London postcodes where rents rose by more than a third last year



According to the data, the cost of renting rooms in parts of London increased by more than a third last year.

Figures from Flatshare portal SpareRoom showed that tenants in postcodes W7 and SW20 paid 34 percent more in the fourth quarter of 2022 than at the end of 2021.

Average rents in Hanwell’s W7 area rose from £631 to £843 last year, while those in Raynes Park-based SW20 rose from £677 to £904.

Eleven London postcodes experienced a rent increase of 30 percent or more (see chart).

London postcodes see fastest growth in average rent per year through Q4 2022

W7 (Hanwell)

34 percent

SW20 (Raynes Park)

34 percent

NW1 (Canden)

32 percent

N13 (Palm Green)

31 percent

WC1 (Bloomsbury)

31 percent

W11 (Notting Hill)

31 percent

W1 (West Coast)

30 percent

SE8 (Deptford)

30 percent

NW7 (Mill Hill)

30 percent

W9 (Maida Valley)

30 percent

N5 (High Belly)

30 percent

Source: empty room

Tenants in the highly desirable W1 area, which encompasses large swaths of the West End, were typically paying £343 more per month through the end of 2022.

This made the postcode, which covers many streets between Hyde Park and Regent’s Park, the most expensive in London at an average of £1,475 per month.

Westminster’s SW1 neighborhood followed with £1,284 and WC1 including Bloomsbury was third on the list with an average rent of £1,255 in the fourth quarter of last year (see chart).

London postcodes with most expensive average monthly rent in Q4 2022

W1 (West Coast)


SW1 (Westminster)

1,284 pounds

WC1 (Bloomsbury)


W2 (Gulf water)

1,214 pounds

NW1 (Canden)


NW3 (Hampstead)

1,203 pounds

EC1 (Aldgate)


SW10 (West Brompton)


SW11 (Battersea)


SE1 (London Bridge)


Source: empty room

A total of 23 London postcodes had four-digit monthly rents through the end of 2022.

Rental costs increased by at least five percent in all 105 London postcodes surveyed by Spareroom. The average monthly bill in the capital increased by more than one-fifth to £935.

This increase is well above the 13% increase seen in the UK, where average rents were £660 at the end of last year.

SpareRoom director Matt Hutchinson said the low supply of rental homes combined with widespread inflation to drive rent increases.

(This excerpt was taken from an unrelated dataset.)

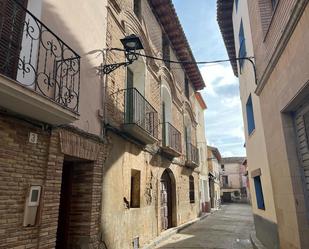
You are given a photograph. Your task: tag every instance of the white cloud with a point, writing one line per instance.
(217, 76)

“The last 12 months have seen rents hit record highs across the UK and it’s hard to see those rents fall significantly in 2023 unless new supply comes to market in the coming months,” he warned.

“High rents not only make it harder for tenants who need to move now, but also mean that many of them stay in place to avoid paying more rent.”

He added that rising tenancy costs could have a “significant” impact on the UK’s fragile economy.

“Work is the main reason people move, but if a potential salary increase by having to pay more rent is eliminated, a lot of people will stay where they are.”

Dan Wilson Craw, deputy director of tenant organization Generation Rent, said: “Rents are at record highs as the government has not done enough construction to keep up with the demand for living in London, which has now returned to normal after the pandemic.

“It’s a nightmare for anyone who has to move, but it’s also becoming a problem for those who want to stay in place as landlords demand higher rents with the threat of eviction.

“We need the government to freeze rents and suspend faultless evictions during the cost of living crisis and relink local housing allowance to market rents.”

Campaign body London Renters Union reiterated its call for a rent freeze.

A spokesperson said: “Landlords raising rents to £950 a month for a single bedroom only worsens the rent crisis and is driving many people further into poverty.”

“We also need more housing, especially social housing. By controlling rents, we can protect tenants now and ensure that future increases in housing supply contribute to a fairer, stronger housing system that works for all.”

Last week’s census data showed the number of privately chartered households in London surpassed one million after rising 25 percent in a decade.

Data from insurance company HomeLet, meanwhile, showed that the average cost of renting a home in Greater London fell 0.2 percent in December. However, commentators have suggested that this is unlikely to translate into a meaningful reduction in 2023.